The University of Michigan spin off had received $50 million in funding to date. It took a little over $11 million over two rounds back in 2010, in addition to a $2 million Series A in 2009, a previously unannounced $14 million Series B-1 in 2012, and a $3 million grant.
For Dyson, the deal represented one of the first investments to emerge from the $2.3 billion fund it set aside last year to plow into so-called ''future technologies,'' as it looked to bring 100 machines in four new portfolios to market over the next four years.
Moreover, the development agreement includes Dyson commercialising Sakti3's batteries, indicating Dyson could use Sakti3's technology in future machines.
''Sakti3 has achieved leaps in performance which current battery technology simply can't,'' explains James Dyson, founder and chief engineer at Dyson, in a press release. ''It's these fundamental technologies – batteries, motors – that allow machines to work properly.''
This marked the first commercial application for the University of Michigan spin-off company's technology and also reflected a potential stepping stone as the company sought to deliver advanced next-generation batteries for electric vehicles.
"This is a very significant event for the company. Dyson is a multibillion-dollar global design, engineering and manufacturing company - and they have the will, the need and the capability to integrate our technology into their outstanding products and scale quickly," Sakti3 CEO Ann Marie Sastry said in an interview to Detroit Free Press.

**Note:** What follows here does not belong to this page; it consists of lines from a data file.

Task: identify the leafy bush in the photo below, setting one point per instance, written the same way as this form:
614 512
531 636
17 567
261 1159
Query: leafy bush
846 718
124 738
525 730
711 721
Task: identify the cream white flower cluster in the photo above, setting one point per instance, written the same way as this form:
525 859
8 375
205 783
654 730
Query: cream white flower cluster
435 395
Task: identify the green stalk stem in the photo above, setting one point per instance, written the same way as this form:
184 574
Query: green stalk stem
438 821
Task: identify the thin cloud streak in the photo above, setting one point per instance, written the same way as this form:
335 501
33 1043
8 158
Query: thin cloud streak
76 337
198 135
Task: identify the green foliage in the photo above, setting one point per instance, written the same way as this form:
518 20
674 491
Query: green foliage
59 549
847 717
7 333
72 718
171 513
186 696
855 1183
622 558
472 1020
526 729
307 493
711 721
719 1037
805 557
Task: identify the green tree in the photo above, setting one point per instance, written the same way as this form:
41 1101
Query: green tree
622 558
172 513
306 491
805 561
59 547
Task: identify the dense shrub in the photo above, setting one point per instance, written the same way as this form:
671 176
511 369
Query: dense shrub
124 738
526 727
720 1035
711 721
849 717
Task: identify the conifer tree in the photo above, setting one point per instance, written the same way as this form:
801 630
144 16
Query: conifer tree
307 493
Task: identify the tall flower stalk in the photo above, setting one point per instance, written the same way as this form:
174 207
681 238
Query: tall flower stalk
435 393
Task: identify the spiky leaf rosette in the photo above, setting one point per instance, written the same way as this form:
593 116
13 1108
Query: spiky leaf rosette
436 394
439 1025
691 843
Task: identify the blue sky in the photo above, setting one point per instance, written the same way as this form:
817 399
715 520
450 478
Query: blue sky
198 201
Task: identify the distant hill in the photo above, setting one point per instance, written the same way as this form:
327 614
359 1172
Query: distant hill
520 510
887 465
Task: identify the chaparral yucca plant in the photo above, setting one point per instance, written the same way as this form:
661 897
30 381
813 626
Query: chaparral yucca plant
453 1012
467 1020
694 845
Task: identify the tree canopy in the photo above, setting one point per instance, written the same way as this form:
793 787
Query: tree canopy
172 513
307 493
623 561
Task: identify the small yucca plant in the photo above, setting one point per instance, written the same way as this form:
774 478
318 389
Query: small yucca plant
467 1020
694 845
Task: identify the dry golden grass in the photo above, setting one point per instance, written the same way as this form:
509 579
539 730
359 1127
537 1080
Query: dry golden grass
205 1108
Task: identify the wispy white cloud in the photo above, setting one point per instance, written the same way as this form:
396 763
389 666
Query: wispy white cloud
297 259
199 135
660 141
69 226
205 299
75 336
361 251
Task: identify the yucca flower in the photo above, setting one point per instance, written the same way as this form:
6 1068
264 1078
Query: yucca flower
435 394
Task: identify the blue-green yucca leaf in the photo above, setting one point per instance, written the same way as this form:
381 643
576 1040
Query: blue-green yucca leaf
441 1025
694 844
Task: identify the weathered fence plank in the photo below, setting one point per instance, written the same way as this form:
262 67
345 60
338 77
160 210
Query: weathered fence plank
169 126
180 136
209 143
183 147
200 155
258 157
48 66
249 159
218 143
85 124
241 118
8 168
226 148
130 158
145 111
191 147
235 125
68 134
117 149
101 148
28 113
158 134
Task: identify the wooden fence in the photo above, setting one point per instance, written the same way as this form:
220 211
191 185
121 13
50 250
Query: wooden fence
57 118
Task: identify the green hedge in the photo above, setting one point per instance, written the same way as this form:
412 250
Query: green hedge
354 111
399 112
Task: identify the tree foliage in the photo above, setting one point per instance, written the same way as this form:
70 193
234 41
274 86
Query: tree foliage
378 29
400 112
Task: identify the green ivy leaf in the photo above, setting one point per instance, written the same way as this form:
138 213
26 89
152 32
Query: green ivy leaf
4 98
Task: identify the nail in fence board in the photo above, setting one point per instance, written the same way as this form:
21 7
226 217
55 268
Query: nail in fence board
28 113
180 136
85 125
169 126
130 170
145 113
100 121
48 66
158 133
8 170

Home electronics represented Sakti3's most efficient path to market, according to Sastry.
The company was however, still developing its technology for use in electric vehicles. It recently reported that its technology provided more than twice the energy density of current lithium-ion batteries.
According to Sastry, Sakti3 would continue to hire engineers at its Ann Arbor headquarters.
"When you invest in a company, often it's the person and the team you are backing as much as it is the technology they're creating," said James Dyson, founder and chief engineer of Dyson, in a statement. "What Sakti3 is doing is incredibly exciting, and they have the right team to do it, in the right environment."